RAVENNA - Bisognerà dragare 250mila metri cubi di materiale per rendere il terminal crociere di Porto Corsini pienamente operativo. E' quanto emerso questa mattina nell'ambito della conferenza stampa tenuta dal presidente di Autorità Portuale di Ravenna, Daniele Rossi, per fare il punto sull'insabbiamento del terminal crocieristico. Rossi ha confermato le nove "toccate" in meno per l'anno in corso: si tratta degli arrivi che erano effettuati da due navi di grosse dimensioni, la Mein Schiff 2 e la Vision of The Seas. La Capitaneria di porto ha limitato il pescaggio del porto, a causa di un insabbiamento, a 7,3 metri per un molo e a 7,6 per l'altro.

Entrambe le navi hanno rifiutato la soluzione alternativa che era stata prospettata: approdare cioè al terminal T&C - ex scalo crocieristico ma oggi deputato al solo traffico industriale - preferendo saltare la tappa ravennate. Rossi è molto pessimista sulla possibilità di far cambiare idea alle due compagnie, in ogni caso Autorità portuale si muoverà già nei prossimi giorni. Sono stati infatti assegnati i lavori per uno spostamento di sabbia a ridosso della diga di Porto Corsini - per un totale di 25mila metri quadri e 150mila euro di costo - per rendere lo scalo operativo e con il pescaggio a 9,5 metri già ad agosto. Rossi spiega che si tratta di una soluzione definitiva, un intervento che «siamo pronti anche a rifare ma che non può essere ripetuto troppo poco» perché sarebbe anti economico. Uno spostamento di questo tipo, con soluzioni climatiche ideali, potrebbe durare tre mesi poi il problema si ripresenterebbe.

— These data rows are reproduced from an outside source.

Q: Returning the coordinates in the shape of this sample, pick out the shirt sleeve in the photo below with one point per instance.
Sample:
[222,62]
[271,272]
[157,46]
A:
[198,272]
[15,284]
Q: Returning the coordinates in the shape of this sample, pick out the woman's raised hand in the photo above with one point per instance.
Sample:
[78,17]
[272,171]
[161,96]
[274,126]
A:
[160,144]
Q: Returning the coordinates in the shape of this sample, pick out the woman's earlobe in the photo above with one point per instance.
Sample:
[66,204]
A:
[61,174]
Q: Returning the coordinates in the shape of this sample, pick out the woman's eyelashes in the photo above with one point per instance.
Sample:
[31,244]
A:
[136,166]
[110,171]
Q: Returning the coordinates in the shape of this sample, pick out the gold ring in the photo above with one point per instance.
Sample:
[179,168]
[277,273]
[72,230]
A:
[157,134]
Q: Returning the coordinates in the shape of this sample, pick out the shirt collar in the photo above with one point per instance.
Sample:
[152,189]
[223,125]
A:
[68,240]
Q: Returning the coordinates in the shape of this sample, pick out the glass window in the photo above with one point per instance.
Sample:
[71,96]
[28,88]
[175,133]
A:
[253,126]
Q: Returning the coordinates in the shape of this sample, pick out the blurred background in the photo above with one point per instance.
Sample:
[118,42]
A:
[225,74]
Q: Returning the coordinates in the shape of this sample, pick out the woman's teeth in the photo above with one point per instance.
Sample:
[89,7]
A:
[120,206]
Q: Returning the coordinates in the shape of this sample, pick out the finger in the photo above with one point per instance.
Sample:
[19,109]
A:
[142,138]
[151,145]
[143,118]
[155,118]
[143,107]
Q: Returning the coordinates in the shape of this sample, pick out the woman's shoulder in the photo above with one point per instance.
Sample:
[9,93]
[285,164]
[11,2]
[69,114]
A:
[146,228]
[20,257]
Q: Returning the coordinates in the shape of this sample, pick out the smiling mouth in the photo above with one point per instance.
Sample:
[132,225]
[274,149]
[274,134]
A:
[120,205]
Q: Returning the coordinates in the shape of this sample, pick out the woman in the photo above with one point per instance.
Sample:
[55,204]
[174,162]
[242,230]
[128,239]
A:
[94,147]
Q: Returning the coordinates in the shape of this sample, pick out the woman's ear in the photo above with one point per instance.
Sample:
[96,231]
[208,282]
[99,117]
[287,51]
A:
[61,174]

Si lavora quindi in vista del prossimo anno: nel 2019 il terminal potrebbe essere di nuovo operativo grazie alla partenza del progetto complessivo di escavo del canale Candiano. Si tratta di un progetto che è da tempo in discussione e, secondo Rossi, si è alle battute finali per quanto riguarda la burocrazia: manca giusto l'iscrizione della delibera Cipe alla Corte dei Conti. Ap potrà poi assegnare i lavori. L'ostacolo principale all'escavo per Ravenna è la mancanza di casse di colmata disponibili sin da subito: non si sa dove mettere la sabbia. Per questo parallelamente all'assegnazione del progetto si comincerà a lavorare per lo svuotamento delle casse di colmata, partendo dalla cosiddetta "Nadep" che può contenere sedimenti per un milione di metri cubi. Rossi spera di riuscire ad avere almeno parte di questa cassa disponibile già all'inizio del prossimo anno, in modo da riuscire a scavare i 250mila metri cubi necessari per non avere più problemi al terminal crociere che - assicura il presidente - "è un core business del nostro porto". Poi si scaverà il resto del canale.